Escaping persecution - the Church "disestablished"


My first stumbling block was on page 3 – the word “disestablished” re "the Church in New Hampshire".  So I looked it up.  This I found interesting (from First Freedom Center http://www.firstfreedom.org/education/documents/Disestablishment-Plan.pdf):

FREEDOM OF RELIGION: DISESTABLISHMENT

INTRODUCTION:  Many of the colonists who first settled in North America came to this country to escape persecution.  This is true of the Congregationalists of Massachusetts (also known as Puritans) and the Quakers of Pennsylvania.  Soon other colonies also developed strong religious identities.  The Baptists settled in Rhode Island.  The Dutch Reformed located in New York.  The Catholics settled in Maryland.  Colonies that had been settled by the English government, such as Virginia and South Carolina, accepted Anglicanism, the official religion of England, as the official religion of their colonies.  The irony of this settlement process was that, as each colony increasingly became identified with a single religion, the colonists themselves often became the persecutors instead of the persecuted.

After the American Revolution and the signing of the Declaration of Independence in 1776, the newly liberated colonists faced the many issues of building a unified nation.  One of the challenges to unification was how to deal with the question of religious differences, for in many cases, religious affiliation was the central concept of colonial identity.

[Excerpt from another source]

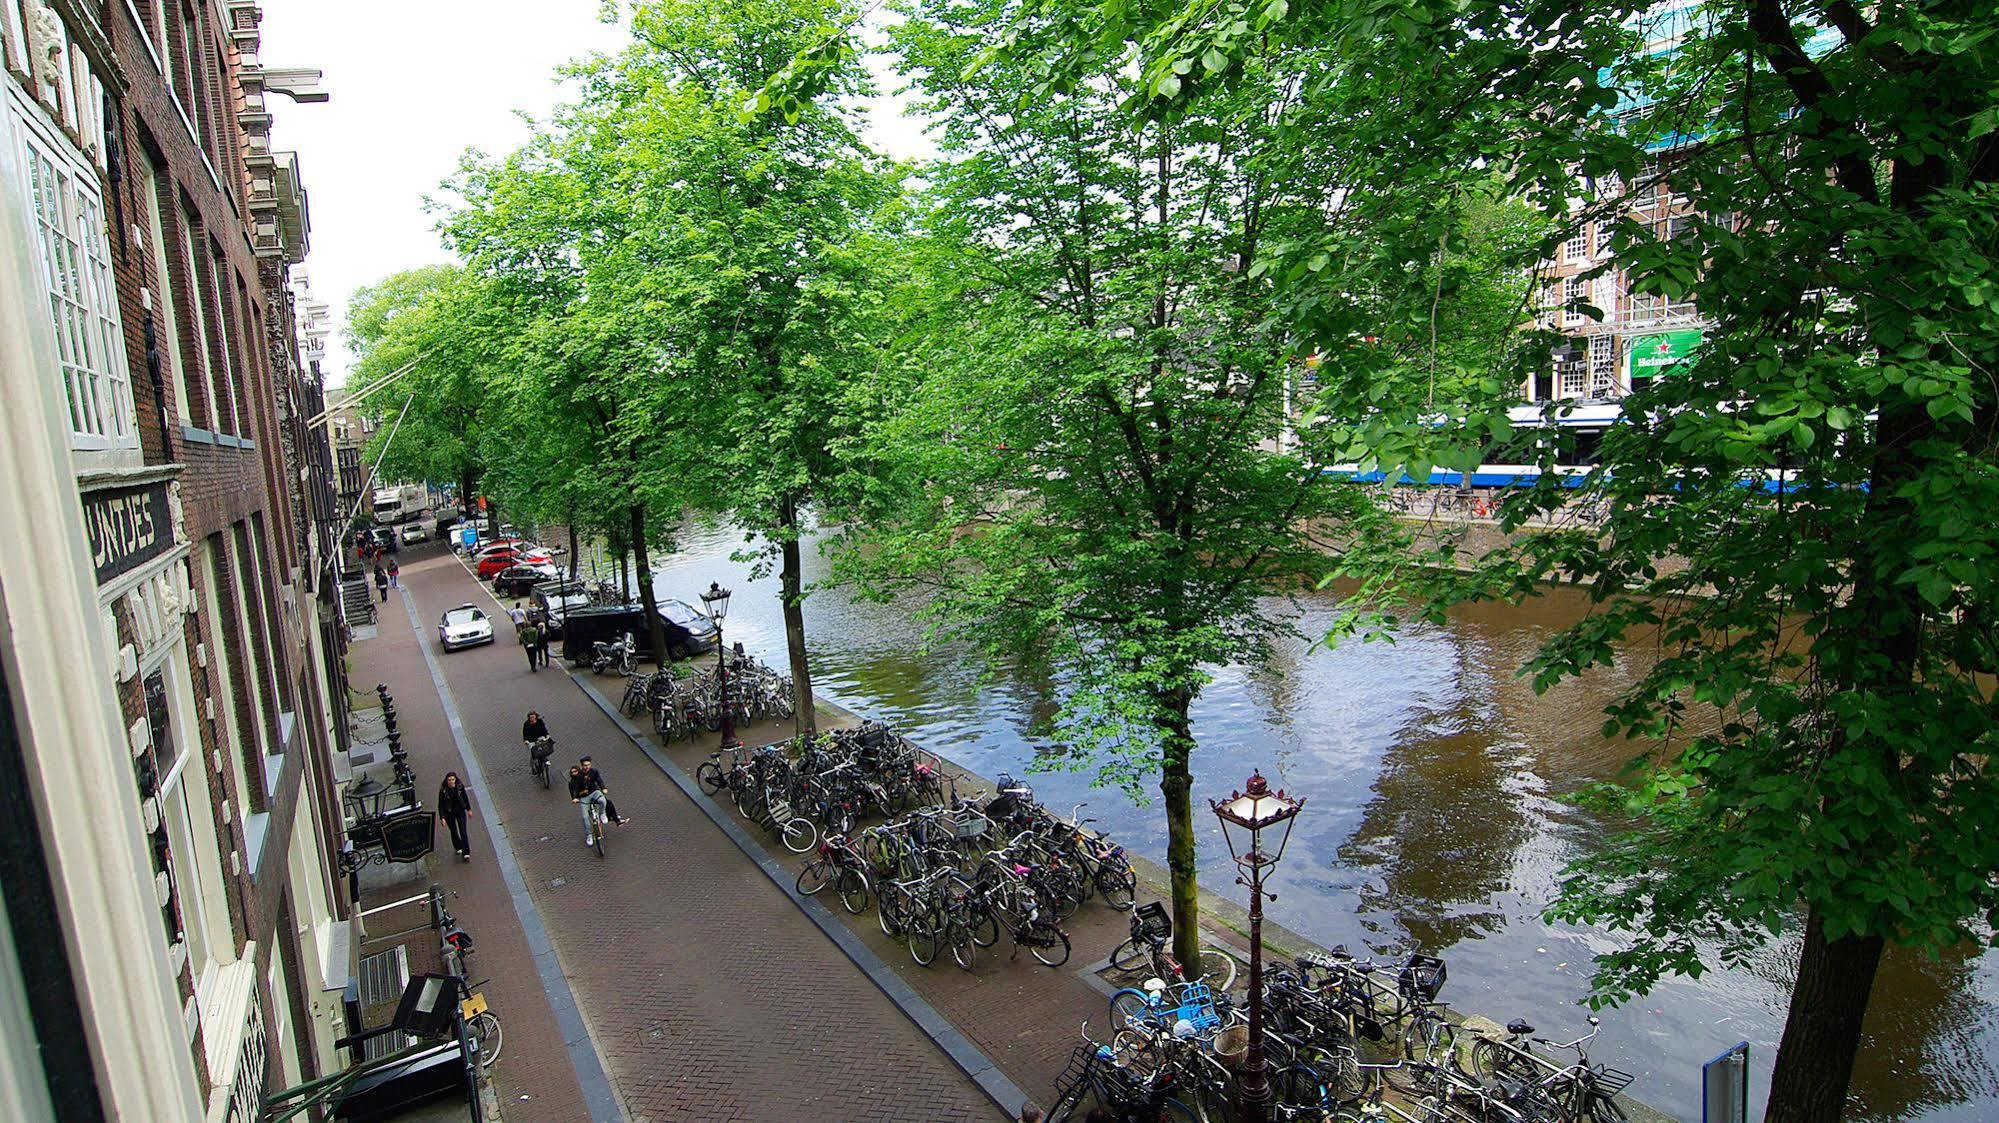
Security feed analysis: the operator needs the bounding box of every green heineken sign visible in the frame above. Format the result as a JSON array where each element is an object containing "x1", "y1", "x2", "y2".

The solution – religious freedom!  Thomas Jefferson’s Virginia Statute for Religious Freedom, the first law of absolute religious freedom enacted in the colonies, was championed into Virginia law through the efforts of James Madison in 1786.  Jefferson, Madison and George Mason then persuaded members at the Constitutional Convention to encode this principle into national law, and freedom of religion was adopted as a constitutional guarantee in the First Amendment to the United States Constitution in 1789 and ratified in 1791.  (This guarantee had limited application, however.  The United States Constitution applied only to the federal government and not to state and local governments.  It was not until the mid Twentieth Century, after the United States Supreme Court extended the interpretation of the word “liberty” in the Fourteenth Amendment’s due process clause to other freedoms in the Bill of Rights, that the guarantee of religious freedom was expanded to the state and local level.)

The first principle of religious freedom, as stated in the Bill of Rights, was that of disestablishment – the elimination of all official religions.  Under the terms of this law, the government was prohibited from enacting legislation that favored one church over another or that created any official state church.

I found that "the Church" in New Hampshire was disestablished in 1819.  
 
How different were the beginnings of the colony in Australia!

Peel speaks a lot about the state of mind which was New England – a place where thinking was well thought of.  No wonder that the very first page of Eddy's book Science and Health proclaims: “The time for thinkers has come.”  Mrs. Eddy was the thinker of the age and for the ages.